Max tilts his head, considering me. “Is that what you’ve surmised from Dickens?”
I laugh. “It’s what I’ve surmised from twenty-five years of living. But also Dickens. I started reading him after I saw all his books on your nightstand and I—” I cut myself off and a prickly heat stings my cheeks.
“What?” Max asks. “You ...?”
I swallow. “I wanted to know more about you.”
Max studies me, his expression searching.
In the silence Francesca strides to our table. She stops at my side, unaware of the currents running between Max and me. “We’ll be landing soon. I’ll clear this, shall I?”
“Thank you,” Max says, handing her his coffee, his gaze still on me.
Soon our plates and cups are cleared and the large table is folded away. As the plane descends into the white mass of clouds, the cabin dims, the sun disappears, and I rub my arms in the sudden chill.
Max shifts in his seat, pulls his jacket free, and then hands it to me. “Here.”
I take his jacket and rub my hands over the soft black leather. It’s warm and smooth, and it smells like soft leather and Max’s fresh-air scent. I slide my arms through the warm sleeves and pull it tight around my dress.
“Thank you.”
“Anna?”
“Hmm?” I tug the jacket closer.
“Why didn’t you ever speak to me?”
I glance quickly down at my hands folded in my lap. “I suppose . . .”—I look back at Max—“I was waiting for you to see me.”
“How could I see you when you were hiding?”
I’m struck by his question, and then the plane is freed from the clouds. We’re soaring above the outskirts of Paris. I let out a surprised puff of air.
We’re north of the city, and it’s spread out below us in shades of beige and sand and gray. From above the roads dart like arteries toward the heart of the city.
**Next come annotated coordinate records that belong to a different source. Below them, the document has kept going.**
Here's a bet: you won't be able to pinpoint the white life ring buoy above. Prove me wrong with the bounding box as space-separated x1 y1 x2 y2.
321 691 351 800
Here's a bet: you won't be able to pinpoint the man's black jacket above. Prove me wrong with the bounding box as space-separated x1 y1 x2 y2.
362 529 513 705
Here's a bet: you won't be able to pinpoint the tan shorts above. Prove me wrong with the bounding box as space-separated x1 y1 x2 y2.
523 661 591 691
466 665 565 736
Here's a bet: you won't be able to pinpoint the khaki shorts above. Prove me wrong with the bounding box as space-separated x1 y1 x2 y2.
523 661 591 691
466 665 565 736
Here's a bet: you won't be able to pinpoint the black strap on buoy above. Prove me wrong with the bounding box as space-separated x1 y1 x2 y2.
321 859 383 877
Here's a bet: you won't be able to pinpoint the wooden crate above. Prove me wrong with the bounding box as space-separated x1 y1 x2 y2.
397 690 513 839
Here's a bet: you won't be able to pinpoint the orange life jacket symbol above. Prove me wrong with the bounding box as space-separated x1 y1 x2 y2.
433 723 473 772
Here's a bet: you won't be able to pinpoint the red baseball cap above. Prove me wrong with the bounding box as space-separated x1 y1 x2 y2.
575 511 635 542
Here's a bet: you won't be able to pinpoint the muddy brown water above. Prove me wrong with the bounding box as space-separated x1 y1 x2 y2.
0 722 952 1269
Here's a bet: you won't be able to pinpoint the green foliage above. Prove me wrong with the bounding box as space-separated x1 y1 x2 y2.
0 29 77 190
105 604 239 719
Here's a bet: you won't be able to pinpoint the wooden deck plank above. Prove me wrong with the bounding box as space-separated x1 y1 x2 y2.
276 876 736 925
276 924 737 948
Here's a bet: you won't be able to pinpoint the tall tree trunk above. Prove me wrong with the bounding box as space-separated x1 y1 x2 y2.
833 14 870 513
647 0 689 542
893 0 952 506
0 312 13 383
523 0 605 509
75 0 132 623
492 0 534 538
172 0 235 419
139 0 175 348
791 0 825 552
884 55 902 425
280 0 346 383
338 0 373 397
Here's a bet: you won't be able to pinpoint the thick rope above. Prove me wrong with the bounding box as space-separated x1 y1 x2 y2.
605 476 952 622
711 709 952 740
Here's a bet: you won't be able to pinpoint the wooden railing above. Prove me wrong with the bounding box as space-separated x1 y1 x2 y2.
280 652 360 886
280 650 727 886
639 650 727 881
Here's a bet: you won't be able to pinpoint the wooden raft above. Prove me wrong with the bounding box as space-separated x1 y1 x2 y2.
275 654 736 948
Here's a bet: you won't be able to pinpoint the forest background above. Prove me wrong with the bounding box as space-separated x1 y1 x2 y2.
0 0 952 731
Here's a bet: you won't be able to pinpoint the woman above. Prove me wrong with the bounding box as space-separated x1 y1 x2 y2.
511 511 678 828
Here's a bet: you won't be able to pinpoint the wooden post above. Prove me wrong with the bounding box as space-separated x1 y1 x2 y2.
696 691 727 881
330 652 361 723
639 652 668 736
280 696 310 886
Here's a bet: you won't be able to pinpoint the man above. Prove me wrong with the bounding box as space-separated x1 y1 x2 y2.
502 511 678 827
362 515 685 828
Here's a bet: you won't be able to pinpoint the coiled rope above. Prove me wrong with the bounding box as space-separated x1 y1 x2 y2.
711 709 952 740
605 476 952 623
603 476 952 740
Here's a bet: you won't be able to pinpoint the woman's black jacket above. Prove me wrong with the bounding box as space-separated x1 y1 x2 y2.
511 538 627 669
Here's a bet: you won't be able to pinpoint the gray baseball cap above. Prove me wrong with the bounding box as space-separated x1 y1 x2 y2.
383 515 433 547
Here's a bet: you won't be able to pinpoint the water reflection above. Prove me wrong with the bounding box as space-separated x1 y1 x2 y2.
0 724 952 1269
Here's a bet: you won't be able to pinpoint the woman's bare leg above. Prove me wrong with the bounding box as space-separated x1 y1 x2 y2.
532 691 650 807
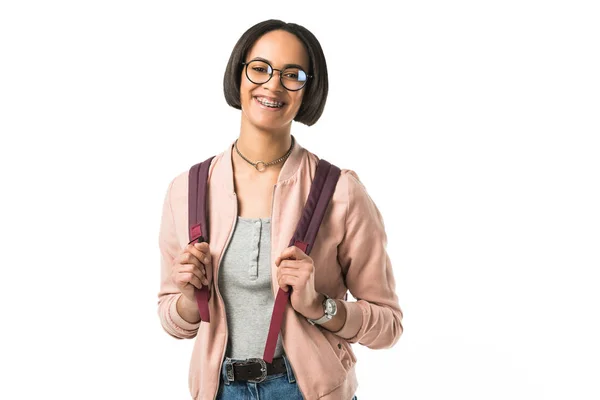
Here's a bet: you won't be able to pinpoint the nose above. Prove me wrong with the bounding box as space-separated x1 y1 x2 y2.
263 68 284 92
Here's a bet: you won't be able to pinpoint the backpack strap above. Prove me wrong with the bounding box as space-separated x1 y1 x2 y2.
188 156 215 322
263 159 341 363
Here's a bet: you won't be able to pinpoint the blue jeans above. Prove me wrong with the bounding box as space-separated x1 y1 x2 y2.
217 354 356 400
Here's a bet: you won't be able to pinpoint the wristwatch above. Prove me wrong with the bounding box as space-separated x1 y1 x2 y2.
306 294 337 325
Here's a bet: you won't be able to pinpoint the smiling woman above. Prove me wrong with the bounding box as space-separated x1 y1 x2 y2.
158 20 403 400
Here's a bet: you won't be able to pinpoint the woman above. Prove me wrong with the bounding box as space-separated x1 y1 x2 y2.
158 20 403 400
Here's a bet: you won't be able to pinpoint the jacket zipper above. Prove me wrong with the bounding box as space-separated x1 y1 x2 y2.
214 184 300 400
269 184 292 382
213 192 237 400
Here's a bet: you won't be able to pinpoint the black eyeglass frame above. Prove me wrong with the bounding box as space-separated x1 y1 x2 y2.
241 60 314 92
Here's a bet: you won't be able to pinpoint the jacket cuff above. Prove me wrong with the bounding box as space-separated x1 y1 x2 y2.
169 294 201 331
334 299 363 341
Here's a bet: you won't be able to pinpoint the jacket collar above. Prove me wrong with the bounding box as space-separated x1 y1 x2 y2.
219 135 305 196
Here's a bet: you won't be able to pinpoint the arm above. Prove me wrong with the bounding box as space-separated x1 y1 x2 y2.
329 170 404 349
158 180 200 339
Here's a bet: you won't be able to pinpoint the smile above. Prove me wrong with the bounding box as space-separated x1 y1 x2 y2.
254 96 285 110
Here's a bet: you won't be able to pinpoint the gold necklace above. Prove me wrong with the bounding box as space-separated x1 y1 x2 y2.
233 136 295 172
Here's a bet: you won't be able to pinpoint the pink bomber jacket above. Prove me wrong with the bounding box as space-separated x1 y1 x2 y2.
158 137 403 400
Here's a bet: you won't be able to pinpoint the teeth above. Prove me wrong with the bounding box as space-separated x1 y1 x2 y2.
256 97 283 108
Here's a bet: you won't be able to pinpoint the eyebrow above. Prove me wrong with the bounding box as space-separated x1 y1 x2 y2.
251 57 305 71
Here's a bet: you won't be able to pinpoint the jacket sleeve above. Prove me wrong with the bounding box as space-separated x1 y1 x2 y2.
158 179 200 339
336 169 404 349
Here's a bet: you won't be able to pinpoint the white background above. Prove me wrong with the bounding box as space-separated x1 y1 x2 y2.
0 0 600 400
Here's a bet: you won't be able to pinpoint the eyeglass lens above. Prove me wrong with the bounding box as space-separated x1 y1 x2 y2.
246 60 307 90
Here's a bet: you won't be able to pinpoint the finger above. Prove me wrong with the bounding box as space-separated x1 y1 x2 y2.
189 242 212 265
277 275 298 292
277 246 300 260
277 267 302 277
184 243 210 264
179 251 204 269
279 260 306 270
181 264 208 286
178 272 202 289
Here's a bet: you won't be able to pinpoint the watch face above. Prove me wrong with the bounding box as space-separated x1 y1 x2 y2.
325 299 337 315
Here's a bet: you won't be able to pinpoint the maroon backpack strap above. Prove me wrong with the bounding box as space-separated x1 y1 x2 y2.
263 159 341 363
188 156 214 322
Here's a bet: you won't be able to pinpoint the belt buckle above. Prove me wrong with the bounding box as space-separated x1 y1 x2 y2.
246 358 267 383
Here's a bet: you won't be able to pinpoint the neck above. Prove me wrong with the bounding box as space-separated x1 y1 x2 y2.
234 122 292 168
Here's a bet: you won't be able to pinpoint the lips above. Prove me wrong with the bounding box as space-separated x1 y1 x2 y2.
253 96 285 110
It’s a crisscrossing web of roads, old buildings, sinuous strips of water, and green parks. And there, standing regally in the afternoon blue, is the Eiffel Tower. My first view of Paris has taken my breath away. I think I’m in love.
“Isn’t it beautiful?” I look back at Max. “Isn’t it the most beautiful thing you’ve ever seen?”
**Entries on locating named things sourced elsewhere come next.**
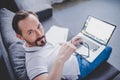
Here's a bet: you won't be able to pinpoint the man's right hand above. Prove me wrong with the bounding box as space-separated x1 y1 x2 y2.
57 42 77 62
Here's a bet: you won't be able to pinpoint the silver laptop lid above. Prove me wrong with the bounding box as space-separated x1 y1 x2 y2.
82 16 116 45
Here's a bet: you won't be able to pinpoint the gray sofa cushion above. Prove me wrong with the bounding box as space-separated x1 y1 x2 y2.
9 41 29 80
0 8 19 47
14 0 52 21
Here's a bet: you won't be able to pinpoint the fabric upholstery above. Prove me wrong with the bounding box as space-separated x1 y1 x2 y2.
0 8 19 46
9 41 29 80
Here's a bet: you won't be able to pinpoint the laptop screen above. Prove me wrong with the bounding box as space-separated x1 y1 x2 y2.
82 16 116 45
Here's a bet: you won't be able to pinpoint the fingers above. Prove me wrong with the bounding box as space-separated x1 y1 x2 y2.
71 36 83 46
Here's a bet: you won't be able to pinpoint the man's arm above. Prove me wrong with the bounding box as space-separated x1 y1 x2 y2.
34 42 76 80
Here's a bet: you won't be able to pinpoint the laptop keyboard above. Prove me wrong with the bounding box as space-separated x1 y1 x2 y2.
83 38 99 51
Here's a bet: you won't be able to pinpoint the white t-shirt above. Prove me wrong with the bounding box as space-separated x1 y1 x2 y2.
23 43 80 80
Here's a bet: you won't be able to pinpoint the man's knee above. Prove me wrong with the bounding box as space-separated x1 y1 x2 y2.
103 46 112 60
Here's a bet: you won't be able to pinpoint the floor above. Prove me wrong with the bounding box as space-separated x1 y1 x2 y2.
48 0 120 70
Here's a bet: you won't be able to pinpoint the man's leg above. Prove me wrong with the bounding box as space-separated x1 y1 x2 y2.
76 46 112 78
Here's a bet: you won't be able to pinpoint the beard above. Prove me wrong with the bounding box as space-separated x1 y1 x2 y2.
34 35 47 46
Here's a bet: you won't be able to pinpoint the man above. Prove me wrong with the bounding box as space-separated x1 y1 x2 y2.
12 11 112 80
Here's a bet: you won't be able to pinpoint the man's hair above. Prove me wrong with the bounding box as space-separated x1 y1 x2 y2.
12 11 39 35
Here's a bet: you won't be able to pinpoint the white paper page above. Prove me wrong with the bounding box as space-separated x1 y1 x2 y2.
46 25 68 44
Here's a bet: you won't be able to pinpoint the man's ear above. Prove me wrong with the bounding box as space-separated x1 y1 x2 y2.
16 34 24 40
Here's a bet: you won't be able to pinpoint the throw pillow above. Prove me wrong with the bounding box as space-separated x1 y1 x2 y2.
0 8 19 47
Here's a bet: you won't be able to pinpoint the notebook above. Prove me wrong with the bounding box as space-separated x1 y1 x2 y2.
76 16 116 62
46 25 69 45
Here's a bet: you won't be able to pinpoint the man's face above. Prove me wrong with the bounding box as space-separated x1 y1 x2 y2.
18 14 46 47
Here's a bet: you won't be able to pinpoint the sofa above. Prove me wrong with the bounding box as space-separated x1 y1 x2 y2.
0 0 120 80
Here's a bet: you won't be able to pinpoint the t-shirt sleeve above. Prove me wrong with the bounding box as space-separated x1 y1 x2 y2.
26 55 48 80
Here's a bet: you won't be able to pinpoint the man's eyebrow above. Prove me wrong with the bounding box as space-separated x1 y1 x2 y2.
38 23 42 28
27 29 32 33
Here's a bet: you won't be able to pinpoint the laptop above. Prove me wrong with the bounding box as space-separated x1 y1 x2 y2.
76 16 116 62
Max’s lips curve into a smile and he nods. “Yes.”
I think about his question—How could I see you if you were hiding?—and I wonder, was I hiding? Is that what I was doing all those years? When I tied my hair back beneath my handkerchief, wore baggy clothes and big-framed glasses, kept my headphones at full volume, and never, ever, ever spoke to Max. Was I hiding? Would he have seen me if I’d asked him about Dickens or told him how much I liked his winter jewelry line with the emeralds and rubies, or if I’d told him I’d searched the city for the best hazelnut croissant and I’d found it at a little patisserie on the cobblestone paths outside the Saint Pierre Cathedral?
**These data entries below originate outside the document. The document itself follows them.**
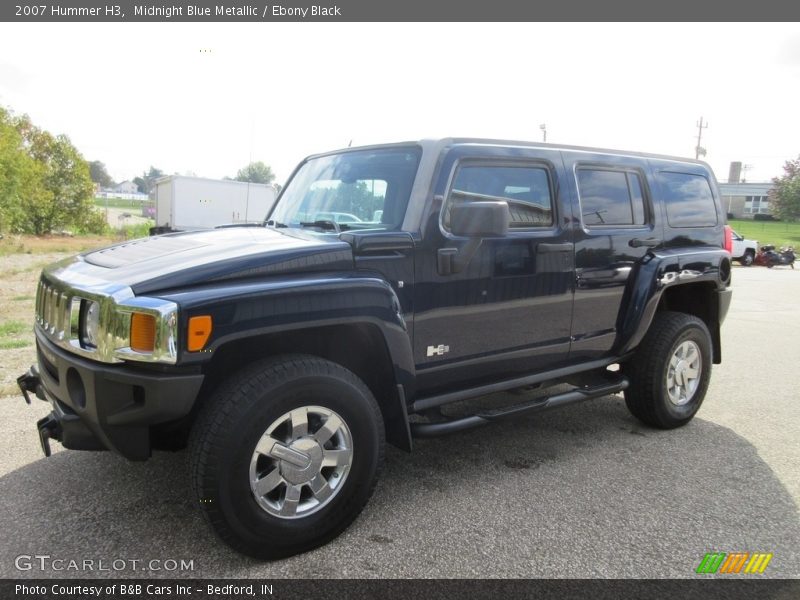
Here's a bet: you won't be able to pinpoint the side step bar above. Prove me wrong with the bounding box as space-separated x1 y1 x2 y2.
411 377 629 438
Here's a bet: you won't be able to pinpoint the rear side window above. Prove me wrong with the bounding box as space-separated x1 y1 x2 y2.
577 168 647 227
658 172 717 227
444 164 553 229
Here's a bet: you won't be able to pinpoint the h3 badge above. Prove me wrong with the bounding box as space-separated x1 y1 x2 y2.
427 344 450 356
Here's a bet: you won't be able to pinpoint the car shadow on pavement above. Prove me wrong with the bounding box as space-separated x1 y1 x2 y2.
0 397 800 578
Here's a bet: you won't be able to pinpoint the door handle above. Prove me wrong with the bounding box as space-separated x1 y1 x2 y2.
628 238 663 248
536 242 572 253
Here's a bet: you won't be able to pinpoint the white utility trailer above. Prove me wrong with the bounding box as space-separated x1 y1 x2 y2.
151 175 277 233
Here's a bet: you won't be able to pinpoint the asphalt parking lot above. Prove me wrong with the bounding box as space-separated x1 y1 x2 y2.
0 267 800 578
Is the reason Max never saw me because I never showed myself to him? All along I thought I was pressed up against the window of his life, never allowed inside. Maybe it wasn’t a window. Maybe it was a door.
I lean forward and press my hand against the cool surface of the jet’s window. As we fly lower to the ground I make out the outlines of roofs, the slow crawl of traffic, and soon the long line of the runway.
The jet kisses the ground, bumps, then settles. The buildings fly past in a blur, then the jet slows and smoothly pulls to a stop. I wait for my body to catch on to the fact that we’re no longer moving.